When the Republic of Korea Navy (ROKN), founded as the Korean Coast Guard 11 Nov 1945 with some captured Japanese coastal vessels, stood up in 1949, their first modern acquisition was a 600-ton submarine chaser, the former USS PC-823, which was bought with money raised by subscription and dubbed ROKS Baekdusan (PC 701).
Throughout the next several generations, the primary source of warships for the ROKN was the U.S. Navy with a host of surplus Fletcher, Sumner and Gearing-class destroyers and WWII-era amphibs and submarines.
In the late 1970’s, Park Chung-hee made it a point to start building indigenous vessels and the first major all-South Korean-made naval vessel, the frigate ROKS Ulsan (FF 951), was commissioned in 1980.
Now the fleet is all-ROK with the retirement of the last former U.S. Navy ship.
Built at Brooke Marine, Oulton Broad, Lowestoft, United Kingdom, the 3,100-ton salvage ship was commissioned 22 January 1972 in the U.S. Navy and spent her entire career in the Pacific, notably participating as a support ship for the minesweepers engaged in Operation End Sweep, the removal of mines from Haiphong harbor in North Vietnam.

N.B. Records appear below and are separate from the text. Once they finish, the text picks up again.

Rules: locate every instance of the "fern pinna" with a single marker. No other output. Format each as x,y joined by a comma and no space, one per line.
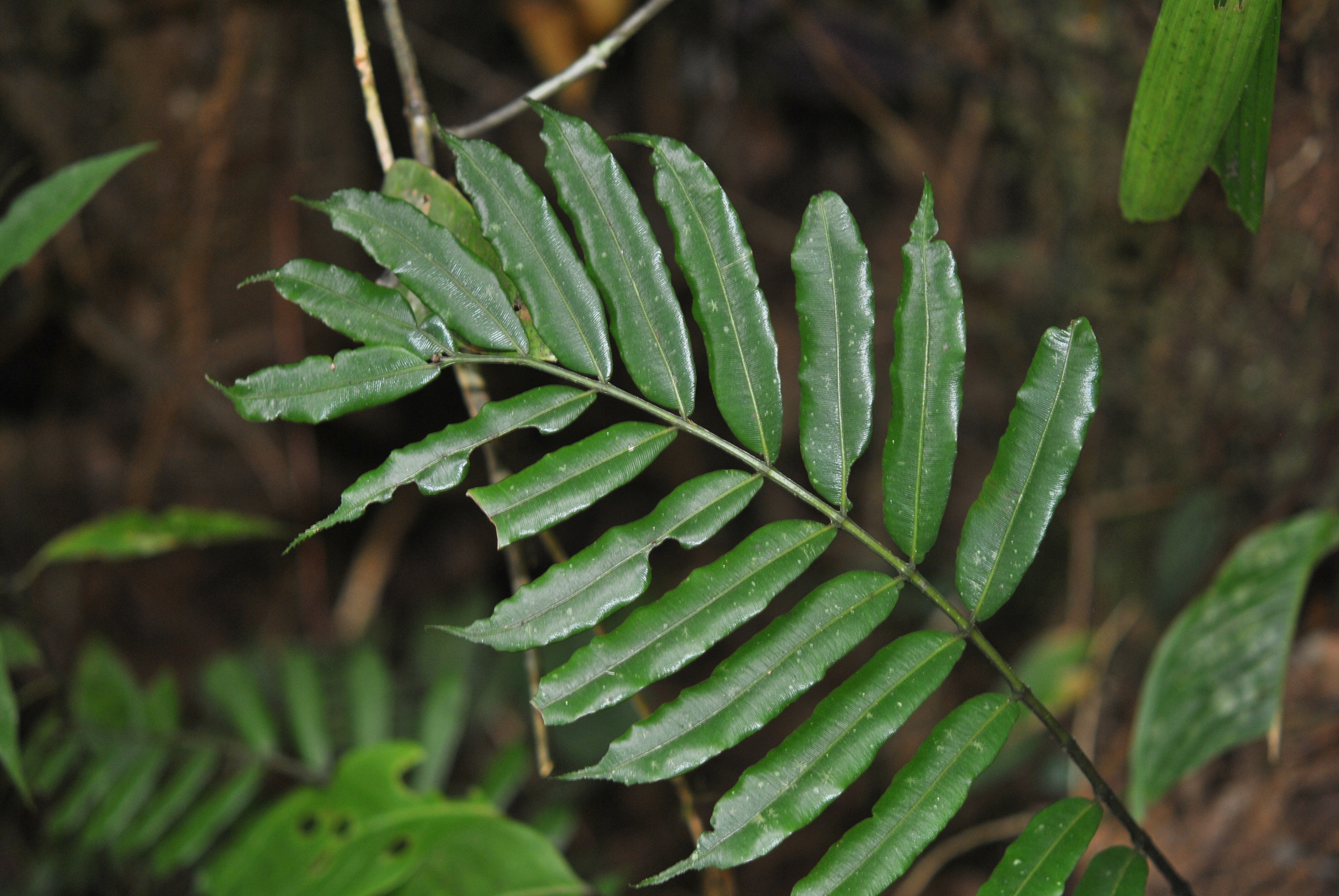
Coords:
500,283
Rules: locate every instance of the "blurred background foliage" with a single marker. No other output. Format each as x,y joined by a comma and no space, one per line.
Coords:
1220,398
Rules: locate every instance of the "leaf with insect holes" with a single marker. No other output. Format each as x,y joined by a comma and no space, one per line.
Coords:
570,480
753,685
662,638
625,259
726,300
575,595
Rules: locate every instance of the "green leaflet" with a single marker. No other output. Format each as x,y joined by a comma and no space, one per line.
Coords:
357,307
306,709
450,279
795,783
726,302
35,216
1034,463
662,638
754,683
1119,871
575,595
1216,678
924,795
930,338
1191,85
321,389
370,697
625,259
570,480
203,824
537,255
1243,153
1045,855
441,461
835,299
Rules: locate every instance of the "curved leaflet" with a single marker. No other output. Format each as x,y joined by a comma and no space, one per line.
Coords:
570,480
625,259
536,255
924,795
663,637
450,279
927,374
575,595
754,683
726,302
1034,463
442,460
823,757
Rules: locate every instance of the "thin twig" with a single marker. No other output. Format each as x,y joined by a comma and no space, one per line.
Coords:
594,59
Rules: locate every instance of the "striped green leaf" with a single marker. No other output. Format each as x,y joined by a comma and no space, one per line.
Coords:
570,480
357,307
930,347
726,302
536,255
835,299
754,683
1034,463
625,259
1045,855
1202,55
442,460
1243,153
924,795
575,595
1117,871
662,638
1216,678
321,389
823,757
446,277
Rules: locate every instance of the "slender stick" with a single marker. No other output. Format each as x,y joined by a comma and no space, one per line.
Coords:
967,627
371,102
594,59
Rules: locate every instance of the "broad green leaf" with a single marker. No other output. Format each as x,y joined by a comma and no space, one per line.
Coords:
1034,463
715,259
570,480
169,804
1045,855
795,783
625,259
835,299
1192,81
201,827
930,341
233,688
136,533
575,595
536,255
306,706
662,638
357,307
1216,678
35,216
924,795
370,697
441,728
446,277
442,460
754,683
1243,153
321,388
1117,871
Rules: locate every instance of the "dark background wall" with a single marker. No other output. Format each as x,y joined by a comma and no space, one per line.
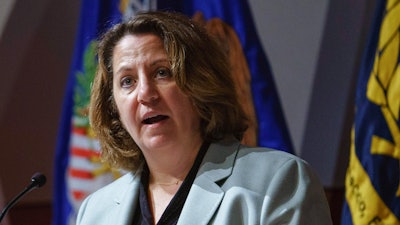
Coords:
314,48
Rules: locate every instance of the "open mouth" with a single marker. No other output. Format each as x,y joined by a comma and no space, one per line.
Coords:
154,119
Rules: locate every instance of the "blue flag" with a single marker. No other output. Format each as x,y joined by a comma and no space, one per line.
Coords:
76,148
272,130
373,175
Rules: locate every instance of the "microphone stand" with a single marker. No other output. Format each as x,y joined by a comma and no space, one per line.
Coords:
38,180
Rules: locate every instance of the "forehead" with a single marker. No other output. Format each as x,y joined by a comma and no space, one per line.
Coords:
134,49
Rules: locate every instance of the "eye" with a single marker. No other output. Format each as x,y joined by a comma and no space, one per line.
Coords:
163,73
127,82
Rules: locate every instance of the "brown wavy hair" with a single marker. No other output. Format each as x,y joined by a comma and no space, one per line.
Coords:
200,69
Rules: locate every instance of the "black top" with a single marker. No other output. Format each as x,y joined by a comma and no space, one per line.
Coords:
143,215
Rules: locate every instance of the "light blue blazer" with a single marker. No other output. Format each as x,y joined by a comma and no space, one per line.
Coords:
235,184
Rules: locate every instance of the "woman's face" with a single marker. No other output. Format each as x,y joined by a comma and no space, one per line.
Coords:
155,112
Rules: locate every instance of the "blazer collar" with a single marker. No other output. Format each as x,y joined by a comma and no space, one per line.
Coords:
126,200
206,194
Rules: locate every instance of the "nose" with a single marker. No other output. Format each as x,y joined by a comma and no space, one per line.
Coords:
147,91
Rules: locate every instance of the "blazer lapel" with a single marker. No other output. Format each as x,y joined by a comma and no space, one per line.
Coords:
206,195
125,200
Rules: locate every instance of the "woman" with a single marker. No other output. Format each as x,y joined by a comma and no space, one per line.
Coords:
164,108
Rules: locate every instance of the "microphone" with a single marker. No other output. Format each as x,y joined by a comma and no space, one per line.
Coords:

Decommissioned on 8 March 1996 and struck from the Navy List, she was disposed of through the Security Assistance Program, transfer and cash sale of the hull to the Republic of Korea Navy who recommissioned her ROKS Peyongtaek on 1 April 1997.
Now she will become razor blades.
Interestingly, Beaufort/Peyongtaek‘s class leader USS Edenton (ATS-1), struck from the Navy List 29 December 1997 after 26 years active duty, was turned over to the U.S. Coast Guard 10 July 1999 and, recommissioned as the medium endurance cutter USCGC Alex Haley (WMEC-39), is “The Bulldog of the Bering” based out of Kodiak, Alaska.
She is not expected to decommission for another decade or so.
Maybe the South Koreans will let the USCG go over Peyongtaek for spare parts before they send her to the breakers.